Brandon Lewis: Foreign criminals still have no place in UK after `deport first, appeal later policy` ruled unlawful
The Home Office has been left “disappointed” after its flagship policy for removing foreign criminals has been ruled unlawful by the Supreme Court.
The Home Office has been left “disappointed” after its flagship policy for removing foreign criminals has been ruled unlawful by the Supreme Court.
New Immigration Minister Brandon Lewis says the Government will “carefully consider the implications” after the ruling dealt a hammer blow to a system designed to reduce the number of offenders fighting deportation on human rights grounds.
More than 1,100 foreign criminals have been removed from Britain under the `deport first, appeal later` policy, which was introduced in July 2014.
It was a Conservative manifesto pledge and denies foreign criminals the right to launch an appeal against deportation while they are in the country.
But lawyers say that the ruling handed down on Wednesday (June 14) was expected to very heavily limit, if not entirely curtail the routine use of the power.
However, ex-Policing Minister Mr Lewis told Police Professional: “The Government has consistently taken the view that foreign criminals have no place in the UK, and we will continue to take action to remove them.
The Home Office added that foreign nationals who “abuse our hospitality . . . should be in no doubt of our determination to deport them”.
The landmark case, presided over by the deputy president of the Supreme Court, Lady Hale, and four other justices, said the system breached foreign criminals human right to an appeal as their ability to present their case from abroad was likely to be obstructed in a number of ways.
The case involved two men convicted of drug offences who had both served prison sentences.
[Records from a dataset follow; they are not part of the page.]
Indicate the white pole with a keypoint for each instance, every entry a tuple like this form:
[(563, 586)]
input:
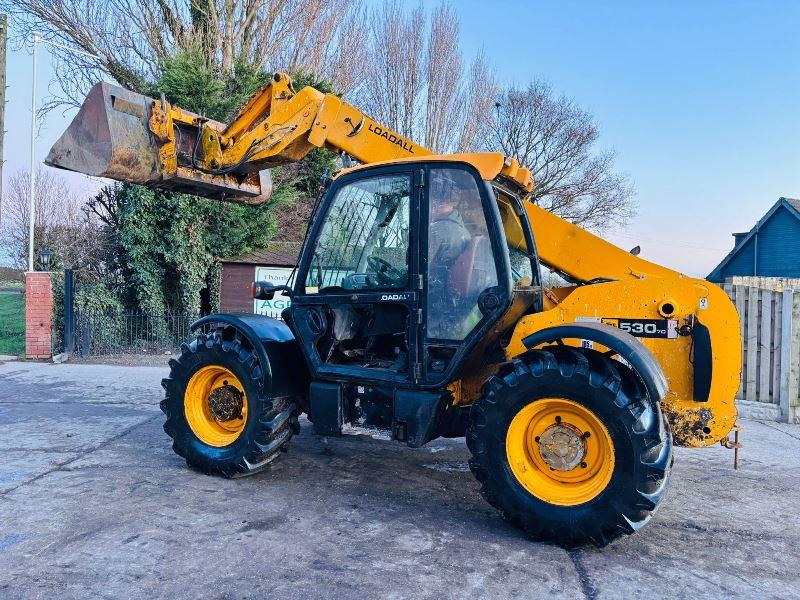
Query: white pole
[(32, 208)]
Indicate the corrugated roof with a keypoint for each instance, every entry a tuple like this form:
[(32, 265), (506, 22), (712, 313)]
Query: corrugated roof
[(794, 202), (791, 204), (279, 254)]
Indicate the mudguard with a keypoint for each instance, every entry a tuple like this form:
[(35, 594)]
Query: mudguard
[(275, 347), (624, 344)]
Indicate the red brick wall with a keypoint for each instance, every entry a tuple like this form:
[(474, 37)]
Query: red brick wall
[(234, 293), (38, 314)]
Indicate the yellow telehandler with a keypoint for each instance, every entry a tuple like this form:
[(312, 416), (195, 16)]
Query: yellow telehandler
[(417, 307)]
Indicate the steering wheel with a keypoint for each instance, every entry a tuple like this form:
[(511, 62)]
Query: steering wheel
[(385, 271)]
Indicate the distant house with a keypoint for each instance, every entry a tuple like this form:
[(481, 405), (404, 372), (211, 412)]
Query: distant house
[(770, 249), (274, 263)]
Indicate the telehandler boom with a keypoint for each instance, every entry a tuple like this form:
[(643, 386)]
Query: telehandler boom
[(418, 307)]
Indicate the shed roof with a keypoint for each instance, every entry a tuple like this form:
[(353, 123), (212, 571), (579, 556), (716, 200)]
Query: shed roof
[(279, 254), (791, 204)]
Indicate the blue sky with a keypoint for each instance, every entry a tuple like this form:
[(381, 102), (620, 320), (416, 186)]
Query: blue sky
[(698, 99)]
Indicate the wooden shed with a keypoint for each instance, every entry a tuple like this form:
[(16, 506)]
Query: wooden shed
[(770, 249), (274, 263)]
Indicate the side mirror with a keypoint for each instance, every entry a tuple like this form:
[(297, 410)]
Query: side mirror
[(266, 290)]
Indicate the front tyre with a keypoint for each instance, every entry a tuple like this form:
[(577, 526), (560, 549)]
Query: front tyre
[(566, 443), (220, 414)]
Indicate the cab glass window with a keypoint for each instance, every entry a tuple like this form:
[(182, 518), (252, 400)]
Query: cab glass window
[(461, 263), (365, 238)]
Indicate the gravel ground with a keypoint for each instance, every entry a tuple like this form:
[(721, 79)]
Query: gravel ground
[(93, 503)]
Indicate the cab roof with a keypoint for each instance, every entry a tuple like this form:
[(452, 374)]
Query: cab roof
[(490, 165)]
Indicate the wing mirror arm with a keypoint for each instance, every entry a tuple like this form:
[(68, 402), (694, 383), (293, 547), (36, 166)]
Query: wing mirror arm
[(266, 290)]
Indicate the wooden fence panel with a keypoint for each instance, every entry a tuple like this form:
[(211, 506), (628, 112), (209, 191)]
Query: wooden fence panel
[(769, 316)]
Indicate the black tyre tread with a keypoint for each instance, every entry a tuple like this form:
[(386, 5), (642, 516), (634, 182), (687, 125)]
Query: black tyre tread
[(614, 512), (275, 419)]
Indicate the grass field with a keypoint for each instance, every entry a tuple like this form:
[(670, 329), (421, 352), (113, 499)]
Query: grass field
[(12, 324)]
The first, Kevin Kiare, came from Kenya in 1997 with his family at the age of three. The second, Courtney Byndloss, a father of eight, came to the UK in 2002 and was later given leave to remain as the spouse of a British citizen.
In both cases the Home Secretary issued certificates that their human rights claims were clearly unfounded under 94B of the Nationality, Immigration and Asylum Act 2002. This had the effect of ensuring that they could only appeal against their deportation after they had returned to Kenya and Jamaica.
However, the Supreme Court said that even if either man was able to secure legal representation they would still face formidable difficulties in presenting a case.
It added: Further, the effectiveness of an arguable appeal is likely to turn on the ability of the appellant to give live evidence to assist the tribunal in its assessment of whether he is a reformed character and the quality of his relationships with others in the UK, in particular with any child, partner or other family member.
The court ruling says the financial and legal barriers to the men giving their evidence live on screen are almost insurmountable. The justices say the Ministry of Justices failure to provide facilities abroad to enable them to give evidence means they have been deported without any human rights-compliant system in place that enables them to conduct their appeal.
The Supreme Court ruling stresses that the decision was not about whether they could resist deportation on family grounds but whether the Home Secretary had breached their human rights by deporting them before they could bring an appeal in Britain and without making proper provision for them to take part in appeal from abroad.
The lawyers said that the Home Secretary had certified 1,175 foreign national offender deportations as deport first, appeal later cases between 2014 and 2016. Only 72 of those individuals had filed a notice of appeal with the tribunal from abroad by the end of 2016.
The court noted that a few of the appeals may yet have been ruled upon by 13 February 2017.
But it noted that, as of that date, not one of the 72 appeals had succeeded.